Д.С. Лихачев полагал, что на Руси было предвозрождение в XIV в., но само Возрождение не наступило: расцвет культуры был задавлен государственным строительством, унифицирующими тенденциями, развивавшимися в сфере религии и государства. Действительно, Возрождения как явления в искусстве в России не найти. Но то изменение в развитии души, которое породило западный Ренессанс в искусстве, отразилось и в России, но нашло для своего выражения совершенно иные, чем на Западе, формы (“плетение словес”, декоративная живопись Дионисия - искусство жило не собственной жизнью, а служило потребностям церкви и государства). Смещение относительно “классической” последовательности событий, которые мы наблюдаем в Западной Европе, невелико: русское “Возрождение” (точнее, система событий, гомологичных по своему происхождению культурному Возрождению Запада, но совершенно иная по формам) приходится на стадию развитой национальной монархии. В Европе Ренессанс застает либо начало этой стадии, либо, если подняться на север Европы, совпадает то с развитыми национальными монархиями, то еще со стадией феодальной раздробленности. Значит, в обеих системах истории - в России и Западной Европе - явление, которое мы классифицируем в качестве Ренессанса, приходится на одну и ту же стадию государственного строительства.
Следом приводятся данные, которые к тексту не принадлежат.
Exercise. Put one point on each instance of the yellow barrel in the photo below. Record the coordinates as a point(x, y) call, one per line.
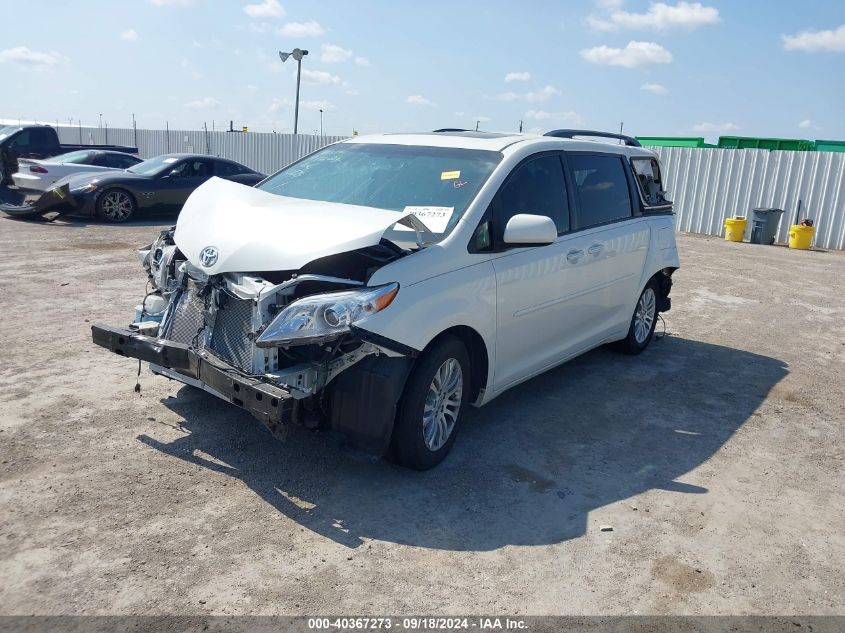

О некоторых причинах того, почему Россия была лишена Возрождения в тех формах, которые были представлены на Западе, лишена Возрождения в искусстве, говорит интересная гипотеза Г.П. Федотова (1991). Можно обратить внимание, что Ренессанса не было и в еще одной очень похожей на Россию стране: Византии (в ее истории насчитывали до пяти предренессансов, но ни одного настоящего). Объединяет эти страны сильное развитие государственных, централистс ких тенденций и религия. Одно из отличий православия от католичества состоит в том, что восточная церковь допускала перевод Слова Божьего на языки верующих, а западная очень долго препятствовала верующим знать Библию: на латыни читало меньшинство населения, а перевод был запрещен. Поэтому на Западе те, кто хотел припасть к источнику Слова, учили латынь - читали Цицерона, Плутарха и Плавта, знакомились с латинскими переводами Платона и Плотина. Из этого подготовления к чтению священных книг и возникла латинская образованность Средневековья, которая потом переросла в Ренессанс, движение культуры, стилистически окрашенное как возвращение к культуре далеких предков. На Востоке, в России (и, естественно, в Византии), Библию понимали и могли читать все верующие; необходимости в изучении древних языков и литератур не возникало, отсюда большая народность религии - и меньшая культурность народа. Античная классика не была востребована развитием религиозной жизни в России, и потому не к чему было возвращаться. Явления Возрождения, их содержательный смысл воплотился в России в формах религиозных и политических, а не в формах наук и искусств. Эта лишенность развития России своего ренессанса в искусстве оказала глубокое влияние на последующую историю; эта лишенность является симптомом как раз того факта, что развитие России является развитием иного общественного организма, чем организм Европы.